The high level of LD detected for the whole set of samples (p < 0.001 and r 2 > 0.10), ranging from 17.75 to 84.92 %, indicated that the structured gene pool was most likely the main cause of the high LD in the entire sampling. These findings were previously reported by Rossi et al. (2009) and Burle et al. (2010), who estimated an LD of 56 to 80 %, respectively, and also analyzing accessions of both gene pools. Nevertheless, the LDs individually estimated in the Andean and Mesoamerican subgroups were lower and variable as a result of the genetic background of the domesticated accessions. These results indicate that these estimates should not be extrapolated to other studies. A greater LD in the Mesoamerican (23 %, p < 0.01) compared to the Andean group (8 %) was found by Burle et al. (2010) for Brazilian landraces, while Rossi et al. (2009) observed an opposite trend.

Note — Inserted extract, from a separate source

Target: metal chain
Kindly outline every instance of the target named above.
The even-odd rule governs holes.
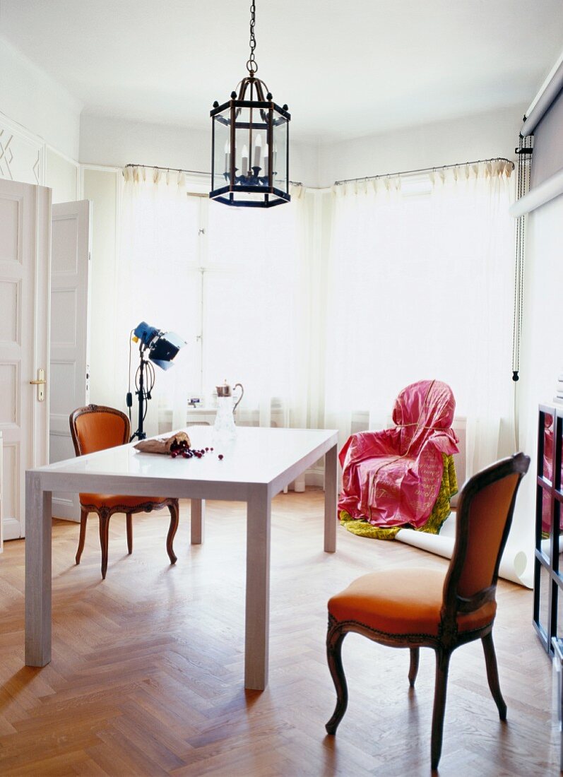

Breeding efforts in Brazil are predominantly focused on accessions of Mesoamerican origin, favoring greater LD due to a strong founder effect and a domestication process in a secondary center of diversity. This phenomenon is followed by a bottleneck effect derived from the successive selection processes imposed by man, reducing the effective population size. A recent study conducted by Cardoso et al. (2013) found an absence of structuring (F ST = 0.01) among Brazilian cultivars (mainly Mesoamerican) released in the last 26 years (F ST = 0.01) that would be expected to increase LD throughout the entire genome. As the LD is variable over the genome, a general value is not representative and their extensions should be investigated. While genomic regions with high extension of linkage will require a smaller number of SNPs for haplotypic block determination, favoring the association studies and assisted selection, the mapping resolution will tend to be lower, hampering precise QTL and recombinant identifications (Würschum et al. 2011). More detailed information will allow for inferences of LD dynamics in the genome, with implications for the planning of crosses between genitors of common bean breeding programs.

Final Considerations

SSRs have been the markers of choice for genetic studies of the common bean for many years. They are very effective for several applications that require the detection of multiallelic loci and high polymorphism levels. SNP markers genotyped by a high-throughput system have been recently developed but have not yet been routinely incorporated in breeding programs of the common bean. In spite of their lower genetic information content, a large number of SNPs can be simultaneously genotyped, overcoming that limitation. Comparing the ability of individual discrimination of the 88 the common bean genotypes, it was observed that over three times more SNPs were necessary to achieve the same probability of identity obtained with SSRs. Recent efforts in P. vulgaris genome sequencing (Schmutz et al. 2014), in addition to approaches of genotyping-by-sequencing (GbS, Maughan et al. 2010; Elshire et al. 2011) have enabled the development of a large set of SNPs. The SNP detection methods available to date are fast and cost effective with data point per sample around three times less expensive compared to the SSRs. In this study, a SNP panel adequate for inter-gene pool differentiation, linkage and structuring analysis, coupled to accurate calling and high-throughput genotyping was developed and made available to the common bean scientific community. The molecular markers (SSRs and SNPs) made available in this study reached an excellent profile of amplification useful to estimate genetic parameter in common bean germplasm, being encouraged to get tested in other groups of germplasm, especially for programs with predominance of Mesoamerican gene pool. To maintain the integration of genomics as an attractive alternative for the common bean breeding programs, the most appropriate and accessible methods for accurately addressing breeding questions must be utilized.